The belief that women will visit pharmacies for abortion pills regardless of whether they have a prescription has led the government to feel that the solution lies in educating pharmacy workers.
Nepal’s pharmaceutical industry is difficult to regulate. Only four brands of misoprostol and mifepristone abortion kits are legal in the country, but at least 20 different brands are smuggled across its porous border with India. According to PSI, it is difficult to assess the quality of these brands, but pharmacists have a high incentive to sell them since they can pocket hundreds of rupees each time they sell medical abortion kits.
“Government officials can’t find these drugs [when they raid pharmacies],” said Dr. Naresh Pratap K.C., the director of Nepal’s Family Planning Division. “Pharmacists hide it when they come to check.”
Now, the government and PSI are holding orientations for pharmacy workers. These will cover which brands they can legally sell to women who have a prescription, the right dosage and counseling for those brands and which safe abortion sites they can refer women to without prescriptions. A thousand pharmacists in southern Nepal volunteered for the orientations, which are running from August to the end of October this year.
Dr. Heera Tuladhar, the president-elect of Nepal’s Society of Obstetricians and Gynecologists, believes these orientations could help, but that additional efforts are needed.

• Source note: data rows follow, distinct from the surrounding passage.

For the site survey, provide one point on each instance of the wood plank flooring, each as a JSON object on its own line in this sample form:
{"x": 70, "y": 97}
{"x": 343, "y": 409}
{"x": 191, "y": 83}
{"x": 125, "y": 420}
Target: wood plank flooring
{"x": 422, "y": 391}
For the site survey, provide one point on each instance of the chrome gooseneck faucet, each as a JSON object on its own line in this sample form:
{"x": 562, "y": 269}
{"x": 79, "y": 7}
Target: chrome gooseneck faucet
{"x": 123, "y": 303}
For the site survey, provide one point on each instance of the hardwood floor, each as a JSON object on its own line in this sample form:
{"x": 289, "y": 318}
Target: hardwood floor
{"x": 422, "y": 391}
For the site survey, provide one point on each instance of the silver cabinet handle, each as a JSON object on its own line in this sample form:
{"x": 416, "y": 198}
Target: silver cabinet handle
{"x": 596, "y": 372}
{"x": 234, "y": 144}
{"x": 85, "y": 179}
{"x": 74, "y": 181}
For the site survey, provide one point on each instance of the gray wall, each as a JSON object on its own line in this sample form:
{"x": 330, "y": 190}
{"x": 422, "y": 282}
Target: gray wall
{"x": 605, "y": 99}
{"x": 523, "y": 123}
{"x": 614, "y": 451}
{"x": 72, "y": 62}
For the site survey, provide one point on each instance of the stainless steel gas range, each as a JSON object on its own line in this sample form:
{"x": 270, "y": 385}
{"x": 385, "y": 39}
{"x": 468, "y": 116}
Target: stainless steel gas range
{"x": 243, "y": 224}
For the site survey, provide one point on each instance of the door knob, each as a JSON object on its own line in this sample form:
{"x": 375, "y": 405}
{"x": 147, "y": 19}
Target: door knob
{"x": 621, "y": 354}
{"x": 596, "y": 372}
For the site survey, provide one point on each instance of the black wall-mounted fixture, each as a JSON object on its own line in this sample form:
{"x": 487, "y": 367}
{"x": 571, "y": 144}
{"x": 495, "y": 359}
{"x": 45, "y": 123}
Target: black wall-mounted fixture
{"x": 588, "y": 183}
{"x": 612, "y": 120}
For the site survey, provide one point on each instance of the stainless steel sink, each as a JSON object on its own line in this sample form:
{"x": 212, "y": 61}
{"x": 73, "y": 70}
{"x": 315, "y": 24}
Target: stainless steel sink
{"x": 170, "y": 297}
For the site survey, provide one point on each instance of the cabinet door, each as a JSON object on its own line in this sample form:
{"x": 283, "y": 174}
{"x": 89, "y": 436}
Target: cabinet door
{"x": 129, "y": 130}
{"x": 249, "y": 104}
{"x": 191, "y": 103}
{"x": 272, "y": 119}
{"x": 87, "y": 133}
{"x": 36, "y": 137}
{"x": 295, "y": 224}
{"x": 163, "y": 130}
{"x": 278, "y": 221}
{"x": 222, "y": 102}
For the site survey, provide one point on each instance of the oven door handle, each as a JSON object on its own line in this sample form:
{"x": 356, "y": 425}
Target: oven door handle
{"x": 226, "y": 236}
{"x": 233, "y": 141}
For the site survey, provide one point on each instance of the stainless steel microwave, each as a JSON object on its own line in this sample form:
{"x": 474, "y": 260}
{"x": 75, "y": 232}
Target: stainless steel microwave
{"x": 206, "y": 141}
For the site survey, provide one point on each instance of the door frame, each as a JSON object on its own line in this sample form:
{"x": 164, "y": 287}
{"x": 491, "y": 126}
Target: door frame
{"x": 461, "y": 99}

She was involved in a different orientation program for pharmacists through PSI several years ago and said it didn’t seem to reduce the number of complications she treated. She suspects some pharmacists who attended the orientations still sell pills to women without a prescription.
“They’re running a business,” she said.
She recommends that this time there should be follow-ups to see whether the pharmacists, after completing the new orientation, then correctly refer women without prescriptions to safe abortion sites.
Dr. Pande also worries that pharmacists won’t properly prepare women for emergencies. Trained healthcare workers tell women to contact relatives or friends who can take them to a hospital if they face complications, she said.
“It’s not like so many developed countries where you can just push a button and the ambulance will come,” she said. “It’s not that easy.”
To address such concerns, PSI has recruited ob-gyns to lead harm-reduction sessions for pharmacists. They are also teaming up with Nepal’s Department of Drug Administration to conduct follow-up visits that will assess whether these pharmacists still sell unregistered abortion pills, how they handle prescriptions and whether they refer women to safe abortion sites.
Still, Dr. Tuladhar said prevention has to go beyond educating pharmacists: Media campaigns need to advise women seeking medical abortions to first visit a doctor for a prescription. Buying drugs over the counter is both illegal and potentially unsafe, she said.
“There’s a demand for medical abortion, but women don’t know they need a prescription,” she said. “Orientations for pharmacists can help, but women need awareness, too.”